Correlation - Pearson product correlation coefficient of every pair of profiles.

Matches - Proportion of exact matches between all pairs of profiles.

Positive Matches - Proportion of exact matches in which at least one element is positive, between all pairs of profiles.

Method of handling diagonal values: (Default = IGNORE)
Choices are:

Ignore - Diagonals are treated as missing values so that the comparisons of xii with xji and xij with xjj are dropped.

Retain (single count) - Profile vectors are compared directly element by element, including the xii and xjj elements but when the transposes are included the second time the same pairing occurs is ignored.

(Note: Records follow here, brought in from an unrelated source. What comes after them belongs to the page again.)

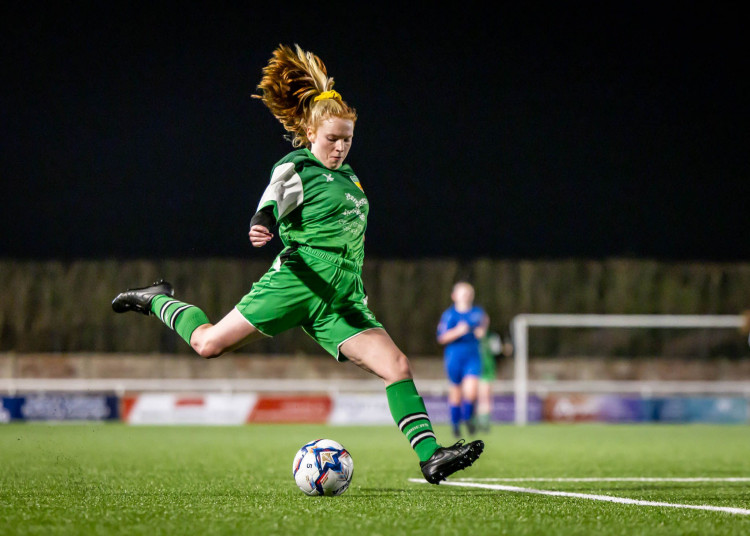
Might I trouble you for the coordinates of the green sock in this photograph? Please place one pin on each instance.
(483, 421)
(409, 413)
(179, 316)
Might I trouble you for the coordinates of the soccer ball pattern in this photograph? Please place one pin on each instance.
(323, 467)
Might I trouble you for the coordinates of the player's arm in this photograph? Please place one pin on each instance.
(481, 330)
(260, 227)
(283, 194)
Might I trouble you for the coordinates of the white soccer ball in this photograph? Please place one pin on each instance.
(323, 467)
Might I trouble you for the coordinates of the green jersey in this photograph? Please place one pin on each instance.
(318, 207)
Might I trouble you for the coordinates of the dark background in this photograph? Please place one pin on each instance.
(525, 130)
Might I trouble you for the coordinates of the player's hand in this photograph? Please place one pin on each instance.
(259, 236)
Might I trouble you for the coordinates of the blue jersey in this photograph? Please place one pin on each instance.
(468, 343)
(462, 356)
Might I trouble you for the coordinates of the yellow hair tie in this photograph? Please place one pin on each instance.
(328, 95)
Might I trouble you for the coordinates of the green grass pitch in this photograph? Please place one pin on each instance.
(118, 479)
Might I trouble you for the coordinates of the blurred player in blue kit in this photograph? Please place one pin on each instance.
(460, 330)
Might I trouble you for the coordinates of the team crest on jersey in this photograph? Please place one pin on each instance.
(355, 180)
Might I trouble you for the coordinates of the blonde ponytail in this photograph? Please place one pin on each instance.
(299, 93)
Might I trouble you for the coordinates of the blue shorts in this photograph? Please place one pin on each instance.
(458, 366)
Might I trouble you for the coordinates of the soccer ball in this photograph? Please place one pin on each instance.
(323, 467)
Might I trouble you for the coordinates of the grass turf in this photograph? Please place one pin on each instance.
(119, 479)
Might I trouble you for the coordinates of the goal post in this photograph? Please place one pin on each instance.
(521, 324)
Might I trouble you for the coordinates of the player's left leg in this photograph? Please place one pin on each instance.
(484, 404)
(469, 388)
(375, 351)
(189, 321)
(454, 405)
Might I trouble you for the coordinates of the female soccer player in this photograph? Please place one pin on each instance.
(320, 208)
(460, 329)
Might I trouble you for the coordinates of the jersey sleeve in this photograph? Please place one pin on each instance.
(284, 192)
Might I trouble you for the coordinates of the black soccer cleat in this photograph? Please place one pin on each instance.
(139, 299)
(448, 460)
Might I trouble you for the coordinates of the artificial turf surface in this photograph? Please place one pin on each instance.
(120, 479)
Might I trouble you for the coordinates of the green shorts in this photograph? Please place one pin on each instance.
(489, 368)
(316, 290)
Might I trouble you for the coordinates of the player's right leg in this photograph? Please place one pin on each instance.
(189, 321)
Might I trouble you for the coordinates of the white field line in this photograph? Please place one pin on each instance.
(604, 498)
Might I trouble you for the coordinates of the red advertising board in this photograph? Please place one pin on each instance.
(291, 409)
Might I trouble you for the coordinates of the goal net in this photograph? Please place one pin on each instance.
(521, 329)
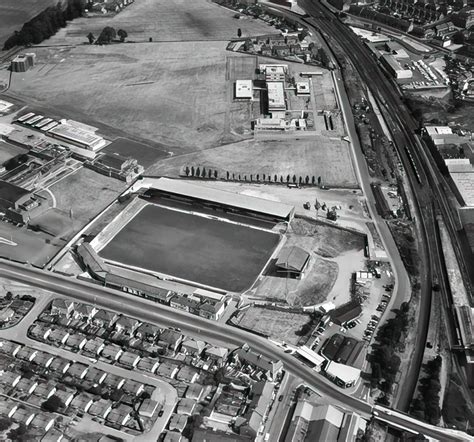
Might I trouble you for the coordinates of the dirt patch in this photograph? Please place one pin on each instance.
(276, 324)
(85, 193)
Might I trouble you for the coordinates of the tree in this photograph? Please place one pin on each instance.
(458, 38)
(91, 38)
(53, 404)
(122, 35)
(5, 423)
(106, 36)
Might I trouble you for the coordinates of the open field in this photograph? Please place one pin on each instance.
(86, 193)
(174, 94)
(33, 247)
(14, 13)
(165, 21)
(328, 158)
(276, 324)
(194, 248)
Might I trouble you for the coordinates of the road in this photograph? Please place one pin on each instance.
(426, 182)
(165, 316)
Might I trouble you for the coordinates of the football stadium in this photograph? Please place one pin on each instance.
(194, 234)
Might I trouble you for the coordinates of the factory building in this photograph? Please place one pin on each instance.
(276, 96)
(23, 62)
(78, 135)
(394, 68)
(243, 90)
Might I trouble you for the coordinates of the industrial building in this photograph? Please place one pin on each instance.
(276, 96)
(19, 204)
(220, 199)
(394, 68)
(243, 90)
(77, 136)
(23, 62)
(274, 72)
(293, 261)
(302, 88)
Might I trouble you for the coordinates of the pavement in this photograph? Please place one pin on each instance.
(149, 311)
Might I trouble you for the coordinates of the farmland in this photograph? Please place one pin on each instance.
(14, 13)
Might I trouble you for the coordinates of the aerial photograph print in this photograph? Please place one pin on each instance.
(236, 220)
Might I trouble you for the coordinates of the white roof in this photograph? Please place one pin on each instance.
(77, 134)
(310, 355)
(199, 191)
(437, 130)
(244, 89)
(343, 372)
(276, 95)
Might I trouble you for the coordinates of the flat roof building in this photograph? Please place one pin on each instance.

Retain (double count) - Profile vectors are compared directly element by element, including the xii and xjj elements and if transposes are included the second occurence of these pairing is still included.

Reciprocal (single count) - In considering adjacency matrix X and comparing profile of actor i with actor j we replace the comparison of elements xii with xji and xij with xjj by the comparisons xii with xjj and xij with xji respectively. If the transposes are included the second occurance of these pairings are ignored.

Reciprocal (double count) - In considering adjacency matrix X and comparing profile of actor i with actor j we replace the comparison of elements xii with xji and xij with xjj by the comparisons xii with xjj and xij with xji respectively. If the transposes are included the second occurance of these pairings is still included.

Include transpose in calculations?: (Default = YES).
Including transposes means that profiles correspond to rows and columns. This is obviously not necessary for symmetric data.

For binary data: convert to geodesic distances: (Default = NO).
Converts binary data to geodesic data before performing an analysis.

Diagram Type: (Default = 'Dendrogram')
The clustering diagram can either be a Tree Diagram or a Dendrogram.

(Output) Equivalence matrix: (Default = 'SE').
Name of data file containing actor by actor equivalence matrix.

(Output) Partition dataset: (Default = 'SEPart').
Name of data file containing partition indicator matrices derived from single link hierarchical clustering. A value of k in row labeled x and column j means that actor j is in partition k at level x. Actor k is always a member of partition k, and is a representative label for the group. This matrix is not displayed in the LOG FILE.

LOG FILE Single link hierarchical clustering dendrogram (or tree diagram) of the structural equivalence matrix. The level at which any pair of actors are aggregated is the point at which both can be reached by tracing from the start to the actors from right to left. The diagram can be printed or saved. Parts of the diagram can be viewed by moving the mouse to the split point in a tree diagram or the beginning of a line in the dendrogram and clicking. The first click will highlight a portion of the diagram and the second click will display just the highlighted portion. To return to the original right click on the mouse. There is also a simple zoom facility simply change the values and then press enter. If the labels need to be edited (particularly the scale labels) then you should take the partition indicator matrix into the spreadsheet editor remove or reduce the labels and then submit the edited data to Tools>Dendrogram>Draw.

Behind the plot is the actor by actor structural equivalence matrix. This is followed by an alternative clustering diagram representing the same information as above. The columns are rearranged and labeled. A '·' in column label j at level x means that actor j is not in any cluster at level x. An x indicates that actor j is in a cluster at this level together with those actors which can be traced across that row without encountering a space.

TIMING O(N2).

COMMENTS None.

REFERENCES Burt R (1976). Positions in Networks. Social Forces, 55, 93-122.